This week's episode of Semi-Ramblomatic is now available!

Screw Nuance, Give Me A Memorable Villain | Semi-Ramblomatic

Comments

Someone tell Yahtzee that The Batman has some of my favorite characterizations in cbm's in both Batman and Riddler. It's also not overly realistic, check it out i you have time.

Erin Anderson

Hey Yahtzee! I definitely miss some pure evil villains. Played a game recently that you should check out, called Lysfanga: The Time Shift Warrior. The main villain of that game isn't really a pure evil villain, but it definitely sets up the sequel to have one. I really hope it get's a sequel cause it's one of the most interesting concepts I've played in years. Keep up the great work!

Davis Garrett

^_^

ur ppnballs

Yakuza villains are always a joy for me, Yakuza 6 has probably two most punchable men in existence as final bosses.

Nikolai Sitko

I will say this can sometimes go slightly too far. I’m fine with the motive being “I’m a dick and proud” but this has to be balanced with ability. The villains in Fire Emblem Engage (as the game that came out most recently I remember playing) were definitely hammy and memorable, but I found them constantly one-upping me in cutscenes and then gloating to be more annoying than anything. Now Higgs in Death Stranding… that was an unabashed weirdo that you couldn’t wait to finally punch out and smack with some luggage!

Tim Wilson

I mean, I beat Ganandorf, felt great about it and was very satisfied with the ending and journey I went on… then went back in time so I could either kill him again or finish off the few side quests I didn’t have time for beforehand. The game didn’t ban me from Hyrule?

Tim Wilson

It's a shame you hate MuhMorPuhGuhs, Yatz, because FFXIV has knocked it out of the park in the last two expansions with the villains. One of them even became part of the most recent expansion's central theme with his, "My reason for living is to MURDER SHIT, what's YOUR excuse???" attitude.

Maytree

A great episode, good point made about the loss of the operatic villain these days and the joy in the purity of that

Maximilian Vermilye

Your second point reminds of the completely psychotic mess that was the recent arc (as in one or two years back) in the X-Men comics where this random nature themed mutant girl sees a seagull chocking on a six-pack plastic ring or some shit like that and decides to go on a totally psychotic rampage murdering random literal blue collar workers, small town shopkeepers and other everyday people who all of a sudden become cartoonishly asholley just so the murdering feels justified.
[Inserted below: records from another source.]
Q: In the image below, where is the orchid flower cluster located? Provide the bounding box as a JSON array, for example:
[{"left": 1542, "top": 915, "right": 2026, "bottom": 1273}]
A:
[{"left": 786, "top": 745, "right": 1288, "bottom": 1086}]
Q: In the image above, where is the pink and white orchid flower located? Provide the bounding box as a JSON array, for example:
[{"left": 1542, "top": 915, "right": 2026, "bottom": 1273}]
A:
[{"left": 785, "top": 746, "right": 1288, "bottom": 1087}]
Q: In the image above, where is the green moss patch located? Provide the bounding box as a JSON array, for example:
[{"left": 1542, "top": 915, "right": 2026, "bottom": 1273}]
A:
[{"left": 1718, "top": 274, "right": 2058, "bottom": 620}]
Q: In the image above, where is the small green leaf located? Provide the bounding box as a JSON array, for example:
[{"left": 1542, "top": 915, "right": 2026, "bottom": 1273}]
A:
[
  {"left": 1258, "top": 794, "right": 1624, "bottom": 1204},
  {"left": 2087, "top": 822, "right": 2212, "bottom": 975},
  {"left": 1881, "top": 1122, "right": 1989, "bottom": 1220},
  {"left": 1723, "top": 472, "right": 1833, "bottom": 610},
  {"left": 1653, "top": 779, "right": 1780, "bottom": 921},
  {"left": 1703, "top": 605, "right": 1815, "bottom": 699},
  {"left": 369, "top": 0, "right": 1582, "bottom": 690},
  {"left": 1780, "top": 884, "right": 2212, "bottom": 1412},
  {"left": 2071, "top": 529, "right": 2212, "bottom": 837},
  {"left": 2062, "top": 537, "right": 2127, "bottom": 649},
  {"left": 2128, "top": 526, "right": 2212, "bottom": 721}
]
The whole thing ended with the nature girl getting caught by the rest of the X-Men and being tried for making mutants look bad with all her murdering (and just that mind you, the X-Men didn't really care about the whole murder thing for any other reason), only for the literal voice of the Earth or something setting her free saying that actually murdering people is good because climate change.

Wally Hackenslacker

For traditional villains who are evil for evil sake I can think of Adam Smasher in Cyberpunk 2077 and Jadus Heskell from ION Fury. And ***SPOILERS SPOILERS SPOILERS***the narrator guy from WRATH Aeon of Ruin END OF SPOILERS***. It also reminds me of how Disney fans were clamoring for this very thing for years and all they got was the absolute wonder bread of a villian that is King Magnifico from Wish, who I'm pretty sure is equals part Disney crapping the bed because they forgot how to write fun villains and a fat middle finger to the people that didn't like Disney's "the bad guy is either an abstract concept or a predictable twist villain" phase.

Wally Hackenslacker

BG3 had some pretty operatic villains. Not really any debating that they're evil and that they love hurting people and destroying things. The only thing is that we don't really meet them until right at the end of Act 2. I've noticed a trend in a lot of media nowadays that the villain card tends to be held less and less by individual people and more and more by society itself. Or, rather, that the characters blame society for their woes rather than people. They give excuse after excuse why a character is the way that they are, no matter how evil or genocidal, and after a certain point you just have to wonder if the writers *agree* with the villains and are only making them the villains because causing total societal collapse is considered tacky, to put it lightly. That they want to justify the villain causing a ridiculous amount of death and destruction and a complete upheaval of the status quo and are making them the bad guy out of obligation more than anything. I won't lie, after a certain point I just want them to admit that they're in favor of all this chaos just so we can have an actual discussion rather than them just waffling back and forth, being all coy about their implied support of a character that you aren't supposed to openly support otherwise.

Ryallen

I think this is the pendulum swinging too far in the other direction from kids who grew up in the '90s with literal cartoon villains growing up and realizing the world isn't so black-and-white. Unfortunately, as pendulums do, it swung too far and now you've got weirdos whose entire personalities are talking about how "ACTUALLY the villain was right all along!" and can't fathom the idea that sometimes assholes are just assholes because they're assholes.

Dr. Judge, Private Eye

I also struggle to of memorable villains in indie games. It´s also probably harder to pull off if you don´t a have budget larger that is larger than that of a small country´s goverment. -_-

Skujat

THANK YOU! YES! ENOUGH NUANCE!

Meinos Kaen

The flip side of your point about Suicide Squad is that single player games that DO let you defeat the evil villain reward you by kicking you out of the playspace (think TOTK). No more villain, no conflict, no story or combat-based gameplay.

Max Goldstein

Say what you will about the Star Wars Prequels, Sheev Palpatine was having a blast.

ChemistryMickey

I think one of the most recent villains that fit this who I loved was Jack Baker. He was having a whale of a time driving his car, was so excited to shoot himself in front of you, and was just all around very excited about what was happening until the end. Lucas was very similar. Marg was a bit angry, but still flamboyant and memorable as hell. But I don't think nuance has to be at odds with flamboyance. The Joker is often flamboyant and excited, but writers sometimes do a good job with putting nuance within the flamboyance or using the flamboyance to hide some nuance.